# Chain rule for multivariable calculus.

I can't seem to figure out this problem.

We let s and p be real functions that are twice continuously differentiable. And we define r and f such that: $$r =r(x,y,z) = \sqrt{x^2+y^2+z^2}$$ and $$f(x,y,z,t) = \frac{1}{r}( \ p (r-ct) + s(r+ct) \ )$$ We need to show that $\frac{\partial^2f}{\partial t^2} = c^2(\frac{\partial^2f}{\partial x^2} + \frac{\partial^2f}{\partial y^2} + \frac{\partial^2f}{\partial z^2})$

I know that we have to use the chain rule, so I tried finding functions g and h so that $f = g \circ h$ but I can't seem to do so. Any tips to how I can understand this problem?

• You don't need to write that f is a composition, just that when encountering each term you use appropriate rules, also are s and p real functions of how many of the variables? Is $s=s(x,y,z)$ And likewise for p? – Triatticus May 26 '17 at 13:55
• @Triatticus I thought that it was necessary to know the composition for the chain rule. How can you use the chain rule if you don't know the exact functions? s and p are functions of 4 variables x,y,z and t. – K.Kamal May 26 '17 at 14:15
• Well there wouldn't be a unique way of setting it up, for instance you need the chain rule to evaluate $r^{-1}$ which appears out front. Also now that I mention are the parentheses for s and p the arguments of those functions? Because that's a chain rule right there. As in $p(r(x,y,z) - c t)$ – Triatticus May 26 '17 at 14:17

As Triatticus said, all you need is a straightforward application of the chain rule without needing to introduce any extraneous functions to define $f$.

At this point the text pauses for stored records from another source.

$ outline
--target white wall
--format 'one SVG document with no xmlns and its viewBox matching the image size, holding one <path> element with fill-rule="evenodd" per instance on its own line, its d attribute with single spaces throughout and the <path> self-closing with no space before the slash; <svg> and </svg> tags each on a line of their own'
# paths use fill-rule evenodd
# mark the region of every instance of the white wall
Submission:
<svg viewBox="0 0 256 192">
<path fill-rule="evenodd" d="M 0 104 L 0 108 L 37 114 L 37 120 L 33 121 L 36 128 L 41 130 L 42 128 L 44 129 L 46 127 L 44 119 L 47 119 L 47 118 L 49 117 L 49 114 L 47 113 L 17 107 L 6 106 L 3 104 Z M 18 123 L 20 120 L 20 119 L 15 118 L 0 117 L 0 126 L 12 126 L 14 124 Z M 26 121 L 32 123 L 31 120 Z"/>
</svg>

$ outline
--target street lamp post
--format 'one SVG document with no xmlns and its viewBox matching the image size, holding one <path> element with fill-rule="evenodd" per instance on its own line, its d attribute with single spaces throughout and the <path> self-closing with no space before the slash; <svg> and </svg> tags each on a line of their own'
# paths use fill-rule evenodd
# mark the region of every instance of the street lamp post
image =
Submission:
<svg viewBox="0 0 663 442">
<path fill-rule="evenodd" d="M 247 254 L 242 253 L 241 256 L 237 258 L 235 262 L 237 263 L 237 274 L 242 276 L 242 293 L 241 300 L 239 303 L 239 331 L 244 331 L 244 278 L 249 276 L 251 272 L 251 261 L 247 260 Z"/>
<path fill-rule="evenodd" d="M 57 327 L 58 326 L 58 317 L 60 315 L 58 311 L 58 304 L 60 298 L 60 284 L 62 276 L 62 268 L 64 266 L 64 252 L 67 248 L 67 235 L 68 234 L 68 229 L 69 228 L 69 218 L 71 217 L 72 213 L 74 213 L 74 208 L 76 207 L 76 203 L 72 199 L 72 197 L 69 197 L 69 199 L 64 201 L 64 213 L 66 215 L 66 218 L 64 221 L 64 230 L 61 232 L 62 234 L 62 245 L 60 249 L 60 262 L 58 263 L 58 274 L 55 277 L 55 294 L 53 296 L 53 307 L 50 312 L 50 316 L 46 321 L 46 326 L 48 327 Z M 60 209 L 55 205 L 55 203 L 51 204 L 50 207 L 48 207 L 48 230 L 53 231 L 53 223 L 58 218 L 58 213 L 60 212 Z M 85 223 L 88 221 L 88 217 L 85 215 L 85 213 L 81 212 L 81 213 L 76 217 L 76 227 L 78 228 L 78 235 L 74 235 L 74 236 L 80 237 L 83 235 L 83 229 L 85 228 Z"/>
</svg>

HINT: I would define $u=r+ct$ and $v=r-ct$ so that you have terms like $\frac{\partial p}{\partial t}=c\frac{\partial p}{\partial u}$ and $\frac{\partial p}{\partial x}=\frac{\partial p}{\partial u}\frac{\partial r}{\partial x}$, etc etc and then you can collect terms with the partial derivatives of $p$ and $s$ with respect to $u$ and $v$ to simplify your algebra.

You're being asked in essence to derive the wave equation in 3 spatial dimensions.

Here is a hint on how to proceed:

The first term of $f$ is:

$$f(x,y,z,t) = \frac{p(r(x,y,z) - c t )}{r(x,y,z)}$$

We differentiate both sides with respect to t first:

$$\frac{\partial f}{\partial t} = \frac{\partial}{\partial t}\frac{p(r(x,y,z) - c t )}{r(x,y,z)} = \frac{r \frac{\partial p}{\partial t} - p \frac{\partial r}{\partial t}}{r^2}$$

Here is where the chain rule comes into play:

$$\frac{\partial p(r(x,y,z)-ct))}{\partial t} = \frac{\partial p(r(x,y,z)-ct)}{\partial (r(x,y,z)-ct)}\frac{\partial (r(x,y,z)-ct)}{\partial t}$$

This is in spirit of the chain rule since $$\frac{\partial}{\partial x} f (g(x,y,z)) = \frac{\partial f}{\partial g}\frac{\partial g}{\partial x}$$

The spatial derivatives are computed similarly, you just need to know if the spatial variables are dependent on t, if not the derivative of r is zero with respect to t: $\dfrac{\partial r}{\partial t} = 0$.

For a hint on the spatial part (we need the second derivatives w.r.t. each variable):

$$\frac{\partial f}{ \partial x} = \frac{r \frac{\partial p}{\partial x} - p \frac{\partial r}{\partial x}}{r^2}$$

Where

$$\frac{\partial p(r- ct)}{\partial x} = \frac{\partial p(r-ct)}{\partial (r-ct)}\frac{\partial (r-ct)}{\partial x}$$

Once you are done with all derivatives you should see that the equation orginaly given is satisfied.